7. Similar is the case with the statutory provisions considered by the Full Bench in 1971 All LJ 796 = 1971 Tax LR 1141 (FB) (supra). The question before the Full Bench was whether Section 28 of the Excise Act was open to attack on the ground of excessive delegation (as well as onaccount of infraction of Article 14 of the Constitution, with which we are at present not concerned). That section as originally enacted empowered the State Government to impose excise duty on excisable articles without prescribing any maximum; but in 1970 the U. P. Excise (Amendment and Validation) Act was passed, Section 2 of which ran as follows:
'Section 28 of the U. P. Excise Act 1.910 shall be re-numbered and be deemed always to have been re-numbered as Sub-section (1) thereof and the following sub-sections shall be inserted and be deemed always to have been inserted, namely:
(2) The State Government shall in imposing an excise duty or a countervailing duty as aforesaid and in fixing its rate, be guided by the directive principles specified in Article 47 of the Constitution of India.
(3) Such duty shall not exceed the maximum as provided hereinafter.........
This amending section has been worded in such a way that it clearly amounts to substantial re-enactment of the original Section 28 as Sub-section (1) of the new section. This then was the class of case before the Full Bench; and the passage in the judgment of the Full Bench that has been relied upon by learned Standing Counsel must obviously be construed with reference to this class of case. With respect to cases of a different type the remarks are purely obiter and can have no more than persuasive force.
8. We are satisfied that the case with which we are dealing at present is clearly distinguishable from that which was decided by the Full Bench, as well as from the case of M/s Devi Das Gopal Krishnan, AIR 1967 SC 1895. Those were both cases of substantial re-enactment, whereas here we find that it is not possible to construe the U. P. Excise (Third Amendment) Act of 1970 as substantially re-enacting the void Section 20 (4) of the Excise Act, 1910, All that this amending Act did was to introduce two new Sections (20-A and 20-B), purporting to lay down guidelines for the implementation of Section 20 (4). But since at the time when the amending Act was passed Section 20 (4) was void and therefore non-existent, the introduction of such guidelines was meaningless and could have no effect. No attempt was made in the amending Act to reiterate or to alter the wording of the void Section 20 (4). Instead it was supplemented by two new sections, on the erroneous assumption that it still existed in the statute. In the circumstances we see no reason tochange the opinion, already expressed by us in writ petn. 3430 of 1970 (All), that Section 20 (4) pf the Excise Act was still-born and void and that the subsequent enactment of Sections 20-A and 20-B could not operate to imbue this dead section with life.
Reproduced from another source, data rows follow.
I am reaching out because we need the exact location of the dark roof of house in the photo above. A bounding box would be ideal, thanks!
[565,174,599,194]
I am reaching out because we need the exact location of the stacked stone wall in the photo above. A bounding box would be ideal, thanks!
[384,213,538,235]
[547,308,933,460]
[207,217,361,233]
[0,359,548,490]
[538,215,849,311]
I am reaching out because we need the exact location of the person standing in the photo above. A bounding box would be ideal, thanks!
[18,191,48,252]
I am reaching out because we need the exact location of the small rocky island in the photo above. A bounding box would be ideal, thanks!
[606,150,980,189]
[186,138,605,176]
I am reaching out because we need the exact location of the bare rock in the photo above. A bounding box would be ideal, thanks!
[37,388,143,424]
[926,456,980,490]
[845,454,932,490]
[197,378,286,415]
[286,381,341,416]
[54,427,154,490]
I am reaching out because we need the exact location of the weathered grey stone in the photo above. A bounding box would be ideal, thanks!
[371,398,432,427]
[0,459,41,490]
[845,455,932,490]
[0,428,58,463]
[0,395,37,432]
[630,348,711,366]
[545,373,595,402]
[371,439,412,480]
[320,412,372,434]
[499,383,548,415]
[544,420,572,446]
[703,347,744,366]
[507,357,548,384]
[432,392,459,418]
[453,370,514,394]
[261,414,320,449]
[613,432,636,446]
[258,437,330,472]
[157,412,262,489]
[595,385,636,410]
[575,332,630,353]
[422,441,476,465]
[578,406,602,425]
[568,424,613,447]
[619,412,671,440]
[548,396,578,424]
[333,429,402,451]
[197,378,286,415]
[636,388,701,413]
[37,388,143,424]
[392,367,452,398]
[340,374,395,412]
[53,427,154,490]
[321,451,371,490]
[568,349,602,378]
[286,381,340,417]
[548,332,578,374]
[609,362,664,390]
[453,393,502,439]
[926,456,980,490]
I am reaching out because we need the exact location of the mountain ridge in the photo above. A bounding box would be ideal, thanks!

9. It follows that the notification impugned in the present writ petitions, having been issued on the basis of Section 20 (4) of the Excise Act, which has been held to be void, cannot be allowed to stand. These writ petitions are accordingly allowed with costs and the impugned notification D/-28-3-1970 is quashed. We further issue a mandamus to the State of U. P. and the District Magistrates concerned to issue permits for the sale intoxicants, as required by Section 20 (1) of the Act, in the districts of Tehri-Garhwal and Pauri Garhwal, after holding auctions if necessary, within a period of two months from today.